Darline Cothière, directrice de la MDJ, ouvre cette rencontre en soulignant la symbolique de la date et du lieu. Coïncidant avec la journée internationale de la démocratie, cette rencontre est une opportunité pour “mettre en lumière la situation des droits humains au Bélarus et de rappeler l’importance de la démocratie pour l’équilibre de nos sociétés”. Darline Cothière relie ensuite les journalistes réfugiés accueillis à la MDJ aux exilés bélarusses. Accueillir ces femmes et hommes dans ce lieu emblématique, la Maison des journalistes, renvoie aux 210 250 personnes ayant abandonné le Bélarus en 2020 pour fuir la dictature.
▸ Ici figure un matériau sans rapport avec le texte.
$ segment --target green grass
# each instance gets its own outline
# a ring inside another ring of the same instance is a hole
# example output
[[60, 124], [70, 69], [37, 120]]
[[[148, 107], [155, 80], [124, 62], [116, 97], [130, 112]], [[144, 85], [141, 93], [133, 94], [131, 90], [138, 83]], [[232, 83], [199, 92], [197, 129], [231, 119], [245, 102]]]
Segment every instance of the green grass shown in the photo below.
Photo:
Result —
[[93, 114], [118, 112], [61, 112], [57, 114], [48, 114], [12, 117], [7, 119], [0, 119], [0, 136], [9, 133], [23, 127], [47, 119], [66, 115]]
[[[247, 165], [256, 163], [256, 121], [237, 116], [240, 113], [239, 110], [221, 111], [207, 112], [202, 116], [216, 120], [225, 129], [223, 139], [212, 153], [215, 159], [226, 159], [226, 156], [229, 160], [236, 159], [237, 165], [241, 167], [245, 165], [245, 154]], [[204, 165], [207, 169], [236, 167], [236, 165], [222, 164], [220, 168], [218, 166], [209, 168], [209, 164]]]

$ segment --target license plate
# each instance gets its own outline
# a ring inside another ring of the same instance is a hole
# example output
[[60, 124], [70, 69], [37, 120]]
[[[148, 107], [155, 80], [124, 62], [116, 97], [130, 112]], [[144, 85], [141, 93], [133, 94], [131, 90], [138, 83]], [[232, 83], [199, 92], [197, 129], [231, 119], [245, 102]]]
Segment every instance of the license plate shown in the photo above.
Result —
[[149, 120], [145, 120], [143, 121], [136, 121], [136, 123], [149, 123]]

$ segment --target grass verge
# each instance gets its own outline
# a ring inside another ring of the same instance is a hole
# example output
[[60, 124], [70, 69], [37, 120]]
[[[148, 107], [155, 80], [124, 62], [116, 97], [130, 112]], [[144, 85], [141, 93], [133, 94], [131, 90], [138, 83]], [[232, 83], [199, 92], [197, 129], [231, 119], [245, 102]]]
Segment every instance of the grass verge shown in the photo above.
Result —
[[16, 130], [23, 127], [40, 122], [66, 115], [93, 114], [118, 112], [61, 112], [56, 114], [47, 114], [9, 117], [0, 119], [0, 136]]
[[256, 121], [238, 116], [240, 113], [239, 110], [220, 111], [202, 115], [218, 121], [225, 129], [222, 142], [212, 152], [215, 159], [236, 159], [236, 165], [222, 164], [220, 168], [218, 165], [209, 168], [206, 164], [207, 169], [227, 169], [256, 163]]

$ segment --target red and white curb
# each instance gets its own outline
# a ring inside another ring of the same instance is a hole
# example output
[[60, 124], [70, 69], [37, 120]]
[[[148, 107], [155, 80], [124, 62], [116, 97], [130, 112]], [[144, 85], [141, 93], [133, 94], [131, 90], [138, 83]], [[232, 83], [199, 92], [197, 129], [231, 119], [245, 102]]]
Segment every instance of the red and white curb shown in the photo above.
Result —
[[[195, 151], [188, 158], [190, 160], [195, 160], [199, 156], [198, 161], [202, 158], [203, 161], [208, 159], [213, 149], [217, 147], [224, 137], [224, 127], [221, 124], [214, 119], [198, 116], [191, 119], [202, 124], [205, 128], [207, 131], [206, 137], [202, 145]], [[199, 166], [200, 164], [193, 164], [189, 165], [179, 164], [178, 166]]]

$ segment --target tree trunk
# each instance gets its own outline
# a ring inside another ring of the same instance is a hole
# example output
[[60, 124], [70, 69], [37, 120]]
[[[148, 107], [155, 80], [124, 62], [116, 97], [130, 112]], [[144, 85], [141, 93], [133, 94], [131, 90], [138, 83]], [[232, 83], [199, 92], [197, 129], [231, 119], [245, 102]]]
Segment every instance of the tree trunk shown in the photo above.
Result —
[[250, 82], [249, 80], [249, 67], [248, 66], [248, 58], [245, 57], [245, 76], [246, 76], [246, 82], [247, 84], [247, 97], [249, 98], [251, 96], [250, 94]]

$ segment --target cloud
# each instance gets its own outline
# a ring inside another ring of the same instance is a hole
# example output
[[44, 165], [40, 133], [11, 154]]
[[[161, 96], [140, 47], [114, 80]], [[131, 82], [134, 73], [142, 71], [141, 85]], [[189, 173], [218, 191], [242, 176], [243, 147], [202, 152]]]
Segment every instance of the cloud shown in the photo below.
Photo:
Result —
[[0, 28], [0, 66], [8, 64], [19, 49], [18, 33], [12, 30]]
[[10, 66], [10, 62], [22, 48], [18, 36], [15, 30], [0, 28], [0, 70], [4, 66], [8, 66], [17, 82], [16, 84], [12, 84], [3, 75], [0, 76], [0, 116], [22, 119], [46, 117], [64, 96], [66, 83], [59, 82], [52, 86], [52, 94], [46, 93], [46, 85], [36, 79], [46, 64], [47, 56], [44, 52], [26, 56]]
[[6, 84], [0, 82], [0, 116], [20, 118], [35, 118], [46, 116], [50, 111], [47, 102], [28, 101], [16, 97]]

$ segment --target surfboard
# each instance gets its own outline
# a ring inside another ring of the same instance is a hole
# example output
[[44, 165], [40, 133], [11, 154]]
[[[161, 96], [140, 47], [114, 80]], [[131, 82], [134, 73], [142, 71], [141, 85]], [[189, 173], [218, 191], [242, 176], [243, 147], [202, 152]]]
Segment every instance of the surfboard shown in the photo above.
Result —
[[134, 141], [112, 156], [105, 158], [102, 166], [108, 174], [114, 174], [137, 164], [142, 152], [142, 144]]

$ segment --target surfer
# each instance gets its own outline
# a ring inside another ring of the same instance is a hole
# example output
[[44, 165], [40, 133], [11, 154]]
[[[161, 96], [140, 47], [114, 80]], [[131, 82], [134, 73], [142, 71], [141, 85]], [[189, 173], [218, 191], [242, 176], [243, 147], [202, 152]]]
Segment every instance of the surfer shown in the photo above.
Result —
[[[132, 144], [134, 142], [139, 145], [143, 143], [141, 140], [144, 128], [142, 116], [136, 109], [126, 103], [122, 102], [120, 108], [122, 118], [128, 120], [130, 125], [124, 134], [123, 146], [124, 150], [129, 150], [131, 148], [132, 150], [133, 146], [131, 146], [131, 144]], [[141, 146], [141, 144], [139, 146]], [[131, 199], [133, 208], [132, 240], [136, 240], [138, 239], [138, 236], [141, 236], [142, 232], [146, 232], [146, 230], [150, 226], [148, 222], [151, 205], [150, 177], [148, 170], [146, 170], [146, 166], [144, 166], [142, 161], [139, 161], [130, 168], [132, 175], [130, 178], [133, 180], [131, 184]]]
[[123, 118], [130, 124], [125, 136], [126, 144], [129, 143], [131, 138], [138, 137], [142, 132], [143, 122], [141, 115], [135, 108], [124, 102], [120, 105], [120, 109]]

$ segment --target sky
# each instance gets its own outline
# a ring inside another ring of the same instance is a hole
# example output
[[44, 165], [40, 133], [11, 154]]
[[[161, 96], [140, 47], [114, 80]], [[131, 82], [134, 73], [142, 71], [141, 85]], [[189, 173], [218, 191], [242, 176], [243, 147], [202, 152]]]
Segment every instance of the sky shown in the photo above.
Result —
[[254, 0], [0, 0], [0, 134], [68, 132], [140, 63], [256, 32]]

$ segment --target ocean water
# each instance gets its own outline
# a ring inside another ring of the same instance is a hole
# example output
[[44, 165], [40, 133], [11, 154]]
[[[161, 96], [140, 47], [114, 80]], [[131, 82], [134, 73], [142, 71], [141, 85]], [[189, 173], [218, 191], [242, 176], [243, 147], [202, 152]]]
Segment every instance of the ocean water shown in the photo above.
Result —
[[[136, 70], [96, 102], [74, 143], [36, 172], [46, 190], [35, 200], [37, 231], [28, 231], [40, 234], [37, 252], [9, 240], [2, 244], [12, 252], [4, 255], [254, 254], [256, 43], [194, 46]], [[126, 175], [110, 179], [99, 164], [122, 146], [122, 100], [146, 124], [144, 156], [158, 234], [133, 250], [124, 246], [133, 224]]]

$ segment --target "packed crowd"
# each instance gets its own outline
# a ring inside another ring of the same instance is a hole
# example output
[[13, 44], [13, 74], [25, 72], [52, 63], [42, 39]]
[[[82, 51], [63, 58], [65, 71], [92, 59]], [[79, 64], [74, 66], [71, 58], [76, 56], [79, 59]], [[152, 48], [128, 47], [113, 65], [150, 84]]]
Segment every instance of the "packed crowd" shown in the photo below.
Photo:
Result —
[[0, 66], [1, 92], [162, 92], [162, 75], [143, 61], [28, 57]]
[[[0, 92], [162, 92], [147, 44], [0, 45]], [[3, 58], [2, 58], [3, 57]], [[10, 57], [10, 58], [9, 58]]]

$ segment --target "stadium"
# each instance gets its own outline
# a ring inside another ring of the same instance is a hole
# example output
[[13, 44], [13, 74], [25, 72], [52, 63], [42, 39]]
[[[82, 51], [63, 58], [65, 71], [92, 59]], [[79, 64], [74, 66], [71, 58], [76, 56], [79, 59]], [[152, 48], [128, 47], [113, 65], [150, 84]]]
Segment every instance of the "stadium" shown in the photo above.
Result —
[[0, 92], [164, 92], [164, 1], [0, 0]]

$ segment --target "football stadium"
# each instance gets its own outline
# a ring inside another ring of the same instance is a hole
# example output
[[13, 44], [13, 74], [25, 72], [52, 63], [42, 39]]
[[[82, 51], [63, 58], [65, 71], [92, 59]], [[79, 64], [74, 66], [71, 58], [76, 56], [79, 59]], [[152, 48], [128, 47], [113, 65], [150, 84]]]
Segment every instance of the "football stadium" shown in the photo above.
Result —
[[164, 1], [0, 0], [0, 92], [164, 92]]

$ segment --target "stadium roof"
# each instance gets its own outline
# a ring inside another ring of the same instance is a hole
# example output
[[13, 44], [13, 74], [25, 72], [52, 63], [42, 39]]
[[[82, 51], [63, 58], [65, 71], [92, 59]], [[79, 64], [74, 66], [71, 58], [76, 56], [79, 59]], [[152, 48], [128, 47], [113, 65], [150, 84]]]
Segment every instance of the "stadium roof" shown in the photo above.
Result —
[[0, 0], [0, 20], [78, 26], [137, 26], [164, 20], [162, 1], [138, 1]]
Darline Cothière. © Ahmad Muaddamani

Faire entendre la voix des biélorusses en France et dans le monde

Les regards et les projecteurs se sont ensuite tournés vers l’opposante Svetlana Tikhanovskaïa, ancienne candidate à l’élection présidentielle d’août 2020 et épouse du célèbre youtubeur emprisonné Sergueï Tikhanovski. Cette professeure d’anglais est la bête noire du régime de Loukachenko, “le dernier dictateur d’Europe”.

Depuis son exil en Lituanie où est établi son QG, Svetlana Tikhanovskaïa tente d’organiser l’opposition en multipliant les déplacements et les “tournées diplomatiques”. Reçue récemment par Angela Merkel, Joe Biden et Boris Johnson, elle est arrivée mercredi dernier à Paris pour deux jours.

© Karzane Hameed

Depuis la Maison des journalistes, elle appelle la France et Emmanuel Macron à prendre des “mesures décisives pour résoudre la crise bélarusse”. Elle estime que “la voix forte” de la France au sein des instances internationales, -comme l’Organisation des Nations Unies, l’Organisation pour la Sécurité et la Coopération en Europe (OSCE) ou encore le Conseil de l’Europe et de l’Union Européenne-, est capable de faire de la question du Bélarus, “une des principales priorités de la politique mondiale”. Si Svetlana Tikhanovskaïa, alerte sur la répression exercée par le régime en place dans son pays, elle s’inquiète surtout de l’oubli de la cause des Bélarusses.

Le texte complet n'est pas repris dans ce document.